Two months into the matter, the original fee-earner leaves the firm and you allocate the file to another fee earner with the relevant experience. Although a client would not generally object to this (if asked), you forget to ask the client's permission. The new fee earner takes over day-to-day conduct of the matter for two weeks before a bill is raised. Upon receipt of the bill, the client notices that the new fee earner has been working on the matter at a slightly higher rate and calls you. Under the circumstances you must apologise immediately; clearly you should have asked the client's permission.
You must appreciate that the relationship with the client may have been affected. While this is concerning, particularly if you were hoping for repeat business, you will want to avoid charging the new fee earner out at a lower rate. In the circumstances you will need to explain the reasons for the change, comment on the new fee earner's suitability to act on the matter given their skills and experience and the advantages of their involvement. You might point out that the allocation of the file to a more experienced day-to-day fee earner is likely to decrease the amount of time spent (and therefore charged) by you, a more expensive partner. You should also drop charges for the new fee earner's reading in time. This should appease the client.

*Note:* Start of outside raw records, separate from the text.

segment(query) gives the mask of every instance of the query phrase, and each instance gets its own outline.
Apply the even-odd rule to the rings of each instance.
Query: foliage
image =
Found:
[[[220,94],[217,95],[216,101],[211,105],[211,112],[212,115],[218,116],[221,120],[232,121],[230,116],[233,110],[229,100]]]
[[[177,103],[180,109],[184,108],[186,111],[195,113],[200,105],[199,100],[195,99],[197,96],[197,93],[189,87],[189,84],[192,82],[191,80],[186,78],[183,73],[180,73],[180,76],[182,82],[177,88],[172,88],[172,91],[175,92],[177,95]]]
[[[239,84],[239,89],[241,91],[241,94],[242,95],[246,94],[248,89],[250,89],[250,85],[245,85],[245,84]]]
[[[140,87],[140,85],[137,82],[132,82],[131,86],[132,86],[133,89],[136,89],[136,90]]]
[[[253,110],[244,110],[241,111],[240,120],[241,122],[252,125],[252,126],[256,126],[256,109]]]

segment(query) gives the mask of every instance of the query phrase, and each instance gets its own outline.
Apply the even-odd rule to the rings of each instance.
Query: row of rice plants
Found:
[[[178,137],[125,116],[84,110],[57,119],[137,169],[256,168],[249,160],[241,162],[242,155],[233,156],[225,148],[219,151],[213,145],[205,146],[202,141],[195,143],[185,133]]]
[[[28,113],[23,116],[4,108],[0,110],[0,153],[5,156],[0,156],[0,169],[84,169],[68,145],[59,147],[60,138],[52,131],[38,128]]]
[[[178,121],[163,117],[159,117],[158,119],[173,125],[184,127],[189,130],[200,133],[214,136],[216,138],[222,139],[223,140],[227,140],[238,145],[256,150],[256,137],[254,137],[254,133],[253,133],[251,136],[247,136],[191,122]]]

Although placating the client is a key priority, you will also need to have an eye to costs budgeting, particularly in view of the new requirements brought in as a result of the Jackson costs reforms. You may need to send the client an updated costs budget. This will clearly depend on whether the total time is changed for each task and/or this does not fall within any margin of error factored in. Further, depending on the stage of the claim, this may require a new costs budget to be agreed between the parties (on the basis that this occurs post CMC).
Finally you should make efforts to reaffirm the client's value to the practice and the practice's commitment to good client service, perhaps informing them of other benefits your firm offers to its clients such as relevant seminars and newsletters that are available to them.